After checking in at the Feel Good Hostel, we wandered into the common room to ask where we might find a drink at midnight on a Sunday. Aigar, a fellow hostel guest visiting from southern Estonia, stepped up and offered to show us a spot. We wandered out in the darkness, across a narrow greenbelt and into Tallinn’s old town. Most of the spots Aigar had in mind were closed, but we kept wandering through the old town until we found Taco Express, a strange hybrid of a place offering tacos and burgers and pizza and Duff beer.
Geoff bought three pints of Saku, northern Estonians’ beer of choice (A. le Coq is the southerners’ beer of choice), and we grilled Aigar about his country, from highlights to culture to the economy and cost of living. We had a few pints each, and Aigar urged us to follow him out into the night. It was about 1 am by this point, and I was exhausted and tipsy and not sure where he was taking us. At first I assumed we were going to another bar for more drinking, but instead he took us though the beautiful and abandoned streets and alleyways of Tallinn’s old town.

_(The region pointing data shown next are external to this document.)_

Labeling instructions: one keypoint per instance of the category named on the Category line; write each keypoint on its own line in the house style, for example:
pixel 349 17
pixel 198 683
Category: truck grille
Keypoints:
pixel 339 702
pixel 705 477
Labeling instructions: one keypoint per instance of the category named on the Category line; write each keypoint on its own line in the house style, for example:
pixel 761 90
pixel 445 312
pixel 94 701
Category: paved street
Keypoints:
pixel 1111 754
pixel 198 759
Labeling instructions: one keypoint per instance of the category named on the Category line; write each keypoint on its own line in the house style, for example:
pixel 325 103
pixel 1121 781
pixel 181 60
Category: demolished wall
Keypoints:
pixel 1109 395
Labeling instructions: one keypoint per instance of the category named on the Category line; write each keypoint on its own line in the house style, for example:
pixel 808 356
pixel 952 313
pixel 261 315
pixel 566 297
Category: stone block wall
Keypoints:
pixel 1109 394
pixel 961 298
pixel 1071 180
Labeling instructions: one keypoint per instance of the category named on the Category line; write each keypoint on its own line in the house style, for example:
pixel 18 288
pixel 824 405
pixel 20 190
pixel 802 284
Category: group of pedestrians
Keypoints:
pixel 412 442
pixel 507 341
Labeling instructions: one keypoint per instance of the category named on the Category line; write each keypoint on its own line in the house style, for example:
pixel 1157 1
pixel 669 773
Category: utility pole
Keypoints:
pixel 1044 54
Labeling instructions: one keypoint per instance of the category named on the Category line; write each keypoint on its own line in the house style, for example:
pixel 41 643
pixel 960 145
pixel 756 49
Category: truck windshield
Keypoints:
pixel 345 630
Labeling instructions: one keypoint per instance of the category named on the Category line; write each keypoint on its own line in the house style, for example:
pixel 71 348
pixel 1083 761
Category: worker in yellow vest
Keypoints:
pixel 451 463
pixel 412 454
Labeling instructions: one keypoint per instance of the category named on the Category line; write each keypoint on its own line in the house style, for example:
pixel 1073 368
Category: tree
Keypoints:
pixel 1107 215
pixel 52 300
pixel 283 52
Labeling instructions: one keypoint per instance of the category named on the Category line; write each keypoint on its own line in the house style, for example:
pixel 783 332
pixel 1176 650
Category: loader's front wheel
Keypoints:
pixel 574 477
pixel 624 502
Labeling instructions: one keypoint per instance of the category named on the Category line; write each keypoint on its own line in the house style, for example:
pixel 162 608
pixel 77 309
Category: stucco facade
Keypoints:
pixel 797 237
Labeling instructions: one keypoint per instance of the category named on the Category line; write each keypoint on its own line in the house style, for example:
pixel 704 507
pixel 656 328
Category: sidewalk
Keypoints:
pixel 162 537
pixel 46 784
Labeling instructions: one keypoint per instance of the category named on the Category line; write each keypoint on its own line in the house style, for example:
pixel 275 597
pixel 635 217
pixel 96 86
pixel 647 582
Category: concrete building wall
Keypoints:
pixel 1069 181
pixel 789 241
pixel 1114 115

Tallinn’s old town seems as though it was meant to be experienced at night — the cobbled streets and pastel buildings are all bathed in a warm golden glow, making you feel all cozy and ancient and stuff. Wandering through the abandoned streets, I felt somewhat sinister, like Lord Varys carrying a secret message through King’s Landing at midnight (seriously, what is up with that guy? Is he good? Is he evil?). Devoid of the throngs of tourists that populate Tallinn’s old town during the day, it felt authentic, like we were experiencing what Tallinn would have looked like in its heyday, as an important trading town and part of the Hanseatic League.

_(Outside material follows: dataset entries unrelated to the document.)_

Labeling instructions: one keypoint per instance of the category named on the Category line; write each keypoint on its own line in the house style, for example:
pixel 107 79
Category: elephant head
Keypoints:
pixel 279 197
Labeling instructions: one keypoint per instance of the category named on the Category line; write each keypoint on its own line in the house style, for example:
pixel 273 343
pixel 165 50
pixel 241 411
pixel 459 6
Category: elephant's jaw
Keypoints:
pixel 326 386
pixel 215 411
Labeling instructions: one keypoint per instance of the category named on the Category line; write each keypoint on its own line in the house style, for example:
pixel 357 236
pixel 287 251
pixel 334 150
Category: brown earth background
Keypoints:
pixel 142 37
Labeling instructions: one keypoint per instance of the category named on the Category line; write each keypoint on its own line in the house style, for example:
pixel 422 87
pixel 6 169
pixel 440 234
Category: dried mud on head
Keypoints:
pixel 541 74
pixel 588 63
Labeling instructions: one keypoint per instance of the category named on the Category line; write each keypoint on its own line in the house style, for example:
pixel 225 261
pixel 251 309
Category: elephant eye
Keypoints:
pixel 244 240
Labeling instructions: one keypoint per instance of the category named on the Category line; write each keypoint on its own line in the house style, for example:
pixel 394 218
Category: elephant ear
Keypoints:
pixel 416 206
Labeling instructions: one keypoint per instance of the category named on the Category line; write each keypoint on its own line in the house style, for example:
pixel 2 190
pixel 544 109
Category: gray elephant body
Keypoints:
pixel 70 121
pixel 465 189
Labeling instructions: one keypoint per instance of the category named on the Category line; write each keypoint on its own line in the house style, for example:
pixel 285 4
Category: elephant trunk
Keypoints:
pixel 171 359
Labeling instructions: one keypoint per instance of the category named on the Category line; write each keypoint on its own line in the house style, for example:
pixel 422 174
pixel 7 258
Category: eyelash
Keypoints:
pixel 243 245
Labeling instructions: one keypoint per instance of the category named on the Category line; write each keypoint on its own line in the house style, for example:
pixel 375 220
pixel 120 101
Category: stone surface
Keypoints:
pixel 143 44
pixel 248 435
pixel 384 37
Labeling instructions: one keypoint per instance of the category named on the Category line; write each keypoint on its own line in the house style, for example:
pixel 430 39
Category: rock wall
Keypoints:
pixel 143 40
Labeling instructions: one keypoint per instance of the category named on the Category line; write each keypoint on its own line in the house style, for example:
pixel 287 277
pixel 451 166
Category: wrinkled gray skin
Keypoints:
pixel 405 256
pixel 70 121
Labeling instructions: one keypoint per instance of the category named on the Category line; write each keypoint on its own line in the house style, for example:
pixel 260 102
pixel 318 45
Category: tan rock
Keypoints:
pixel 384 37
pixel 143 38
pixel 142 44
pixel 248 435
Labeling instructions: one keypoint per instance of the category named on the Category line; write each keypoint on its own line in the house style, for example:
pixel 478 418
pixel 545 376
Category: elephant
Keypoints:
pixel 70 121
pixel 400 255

We wandered for an hour or more through tiny unpopulated alleys and past magnificent churches, until Aigar decided to take us to the two viewpoints overlooking the old town. It was probably 2 am or later, and despite the obvious magicalness of tipsily wandering through Tallinn’s empty medieval old town, I was getting tired and really had to pee. As we wound our way up to the view points — along Short Leg Street, past the onion-domed cathedral — and further away from Tallinn’s old town centre, where at least some life still stirred, I began to wonder if Aigar was actually taking us somewhere quiet to rob or murder us. Yes, he was a successful self-employed draftsman, not some unemployed loner (or so he said). And yes, the hostel staff knew we were all going out together, which would have made him suspect number one in the murder-mystery-turned-television-movie that would be our legacy. But still, the suspicion, combined with the alcohol and the overwhelming need to pee, made me skeptical.
Which brings me to the other thing about travel: trusting strangers is hard, but often leads to the most wonderful experiences. Sometimes it’s just necessary. Despite my worries and skepticism, which arise every single time a seemingly kind stranger offers to show me around their town or offer me a new food or whatever other generous thing they happen to offer, I’ve yet to regret it. These experiences have enriched my experiences abroad. At the very least, strangers have helped us to find a hostel or catch a bus when we really needed the help. And while this trait of mine may be a good thing — perhaps it has even saved us from situations that never unfolded — sometimes you really just have to say “yes” to strangers. Because if you don’t, you’ll be missing out on nights like this one.